During the summer and early fall, Piskor and his staff of half a dozen employees also sell their produce at farmers markets in Suttons Bay and Traverse City (They had a booth at the Glen Arbor market, too, but couldn’t keep up with demand. Piskor received phone calls of encouragement to return to Glen Arbor.)

The most exciting day of the week at Bare Knuckle Farm may be Thursday, the day before the Northport market. The crew picks all the crops out of the field by 11 a.m. while the temperature is still cool, packages them in the hoop house, and then Piskor cooks a big harvest lunch, using mostly ingredients from the farm, to reward his staff. This is their opportunity to kick back and enjoy the toil of their labor.

Piskor and his wife Michele Ferrarese, have a nearly 2-year-old son, Rudi, who is often present at the harvest lunches. Ferrarese owns Birch Point Farm near Traverse City, where they live, making them a rare “two-farm family”. Rudi knows every inch of Bare Knuckle Farm, interacts with the chickens and pigs, and gets to help bag lettuce.

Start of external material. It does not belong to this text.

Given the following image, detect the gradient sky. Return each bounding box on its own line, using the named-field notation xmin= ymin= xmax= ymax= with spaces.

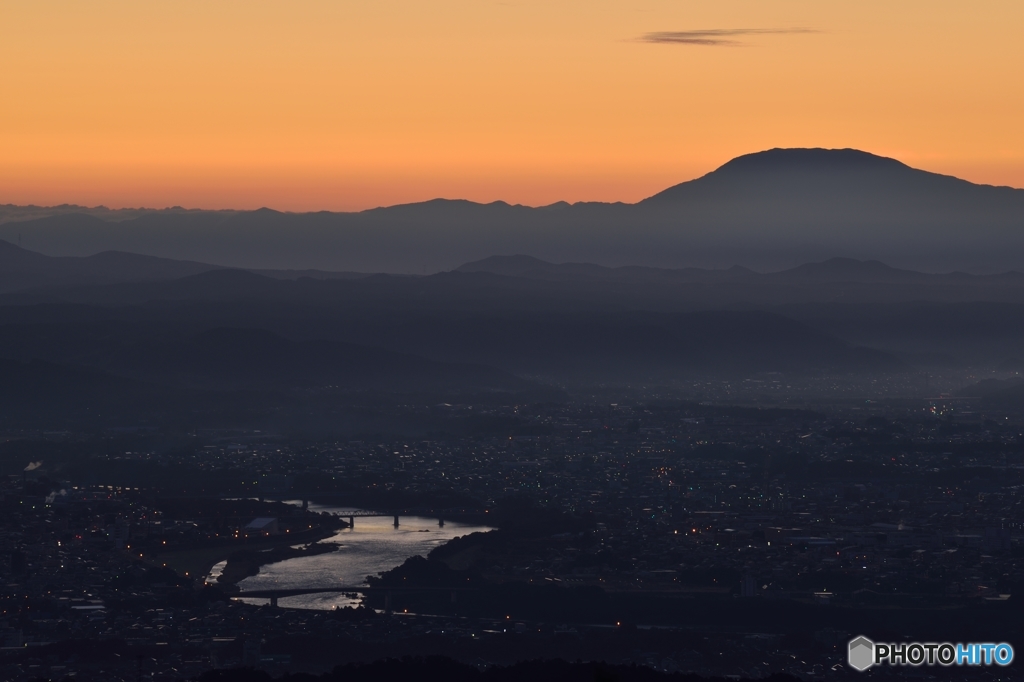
xmin=0 ymin=0 xmax=1024 ymax=210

“We’re a free-range family. We let him run around quite a bit,” laughs Piskor.

Piskor’s thriving farm allows him to experience Leelanau County (dubbed “the land of delight” by the native Odawa people) in a beautiful, holistic way — with his hands in the dirt and with his produce as his wares. But he shares one thing in common with many Traverse City area business owners: a struggle to find housing for his workers. He has turned away some job applicants who don’t already have a place to stay in northern Michigan. Others have taken the creative step of building a yurt and staying there through the summer.

His other principle challenge is to convince more people to support their local farmers markets and invest in local food — in restaurants, from grocery store shelves, at school cafeterias, and even from food pantries. We at the Groundwork Center for Resilient Communities are heavily invested in this mission.

“My hope and vision for food in this region is that we can get rid of the word ‘local’ because food just means local in people’s minds,” said Piskor. “I hope that when you say ‘I bought some food today’, it’s assumed that it’s local, and that’s it’s strange to say ‘I got imported food’.

“We really need to see a driving force of people really demanding local food. It’s one thing to get it at a fancy restaurant. It’s another thing to expect it at every restaurant. We want to see our farmers markets not busy but bustling with activity.”